Blending photography, mixed media, drawing, painting, and installation, Fire Talks is rooted in memory, history, and identity in the body. Donna’s work embraces the primal and sacred, engaging fire not simply as a medium, but as a teacher and collaborator. Her images are steeped in nature—earth, water, air, fire—each element playing a vital role in both process and symbolism. This is a ritual-based practice, born from intuition and a deep connection to the land.
Donna shares how her father cared for fallen trees after floods, tending the land with burn piles that inspired her own dialogue with fire. Unlike him, she uses fire not to clear, but to converse. “These gestures were about care, renewal, and making space,” she says. Donna honors the fire as a misunderstood force, much like her earlier work with snakes.

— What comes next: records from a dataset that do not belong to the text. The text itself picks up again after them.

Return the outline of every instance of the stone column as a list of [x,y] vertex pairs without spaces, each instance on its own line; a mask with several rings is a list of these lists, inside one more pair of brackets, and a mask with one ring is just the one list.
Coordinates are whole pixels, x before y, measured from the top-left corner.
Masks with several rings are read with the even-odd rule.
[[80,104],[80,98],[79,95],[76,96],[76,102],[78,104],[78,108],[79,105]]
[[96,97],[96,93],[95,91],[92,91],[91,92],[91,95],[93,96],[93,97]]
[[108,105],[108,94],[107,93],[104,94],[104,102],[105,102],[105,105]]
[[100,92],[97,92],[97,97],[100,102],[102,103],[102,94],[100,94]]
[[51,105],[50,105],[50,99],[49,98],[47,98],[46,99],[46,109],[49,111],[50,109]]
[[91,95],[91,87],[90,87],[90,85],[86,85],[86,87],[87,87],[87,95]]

Now, fire is part of her healing—of land, ancestry, and self.
Throughout the episode, we explore Donna’s process: intuitive assemblages that may take days to build and capture. Her generational farm—land her ancestors settled in the 1700s—carries trauma, as all land does. Her art witnesses and heals. Some images include her ghosted form, not as absence, but as transition—a dance with fire, body, and spirit, all observed by the trees and river.
Donna’s performance is solitary yet deeply witnessed by the natural world. She describes her preparation, offerings, and awareness of fire regulations. We talk about the power of gathering—selecting sticks, creating assemblages, listening to the land for what’s ready to burn. Her image “Facing McVey’s Ford” holds space for history, place, and the unseen, using fog and smoke instead of flame—an intuitive investigation.
We also move into her works on paper: marks made with charcoal from previous burns, fire-dipped paper, and drawn flames. Fire becomes language. Her drawings hold symbolic weight—snakes shapes for transformation, circles for calm and continuity, demarcations that speak of structure and history. Even the old wood she works with carries meaning, objects turned relics, reminders of existence.
And finally, Donna leaves us with this:
“Don’t be tamed – don’t let the powers that be try to tame the wildness within you.”
Let yourself be in tune with nature. Keep that young, playful self-alive. Fire is not only destruction—it is also renewal, a source of transformation.
This is a deeply contemplative conversation on art, nature, and the sacred. One not to miss.